The state ChatGPT generates is base64-encoded JSON:

```json

{

“csrf”: “d06387cf7d5ba96b92b2587474bcd495691b2d14b059d584dca621669df3ed06”,

“s”: “oauth_s_69da6d33622081919e8b5e43c89ff601”

}

```

This state is preserved correctly through the auth flow — the exact same value appears in the redirect back to ChatGPT. ChatGPT’s backend simply cannot find the state record at `oauth_s_69da6d33622081919e8b5e43c89ff601`.

## Related Threads

- [ChatGPT MCP OAuth: callback timeout on token exchange]( ChatGPT MCP OAuth: callback timeout on token exchange (authorization code issued) ) (Sep 2025 — unresolved)

- [MCP Connector Creation Timeout - OAuth Callback Failing]( MCP Connector Creation Timeout - OAuth Callback Failing ) (Jan 2026 — unresolved)

- [ChatGPT Custom MCP OAuth fails to get tools when auth enabled]( ChatGPT Custom MCP OAuth fails to get tools when auth enabled ) (Jul 2025 — OpenAI acknowledged: “we are seeing posts in the Community forum about this, so we want to make sure we fix the issue if this is on our side”)

## Our Server Compliance Checklist

We’ve verified every requirement from the [OpenAI Auth Guide]( Authentication – Apps SDK | OpenAI Developers ):

| Requirement | Status |

|—|—|

| Protected resource metadata | :white_check_mark: (base + /mcp paths) |

| OAuth AS metadata | :white_check_mark: (base + /mcp paths) |

| OIDC discovery | :white_check_mark: (base + /mcp paths) |

| HTTP 401 + WWW-Authenticate header | :white_check_mark: |

| Per-tool securitySchemes | :white_check_mark: (all 15 tools) |

| Dynamic Client Registration | :white_check_mark: |

| PKCE (S256) | :white_check_mark: |

| Resource parameter (RFC 8707) | :white_check_mark: |

| Streamable HTTP transport | :white_check_mark: |

| HTTPS | :white_check_mark: |

## Questions for OpenAI

1. What causes `{“detail”:“OAuth state not found”}` on the callback?
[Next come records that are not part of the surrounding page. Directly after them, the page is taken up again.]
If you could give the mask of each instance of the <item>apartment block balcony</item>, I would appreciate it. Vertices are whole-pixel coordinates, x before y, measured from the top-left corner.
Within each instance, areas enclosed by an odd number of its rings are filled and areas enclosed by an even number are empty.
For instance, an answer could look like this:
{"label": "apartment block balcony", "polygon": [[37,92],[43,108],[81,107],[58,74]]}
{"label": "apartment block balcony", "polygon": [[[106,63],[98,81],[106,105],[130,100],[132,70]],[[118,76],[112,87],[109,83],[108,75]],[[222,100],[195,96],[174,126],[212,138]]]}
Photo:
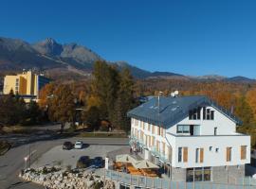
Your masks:
{"label": "apartment block balcony", "polygon": [[155,146],[151,147],[150,151],[154,156],[159,158],[160,162],[171,163],[171,160],[169,160],[169,157],[163,151],[157,151]]}
{"label": "apartment block balcony", "polygon": [[[175,135],[167,133],[167,140],[174,156],[172,163],[177,167],[202,167],[237,165],[250,163],[250,136],[233,133],[229,135]],[[242,146],[246,146],[245,158],[241,158]],[[179,160],[179,149],[187,148],[188,162]],[[227,161],[227,150],[231,148],[231,158]],[[202,162],[196,158],[196,150],[202,151]],[[181,150],[181,156],[184,153]],[[199,153],[199,152],[198,152]],[[197,155],[199,157],[200,154]]]}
Is there a TTL on OAuth state, or is it tied to a specific backend instance?

2. Is this a known issue with the Business plan? The Help Center docs mention Business/Enterprise/Edu support.

3. Are there any server-side requirements not documented in the Apps SDK auth guide that could prevent state from being stored?

4. Can the team investigate the state storage for connector `eRvU93QmvGwc` on account `727a535d-e95d-4bb6-9f54-9961cca52582`?

Hey @crisner1978, appreciate you for bringing this to our attention. We’re going to dig into this and see what’s driving it. We’ll share an update once we learn more.

~Sunny

Hey crisner1978, Apologies for the delay but want to confirm before we dig into this issue if the you are still facing it? if yes, please let us know and we are happy to review it.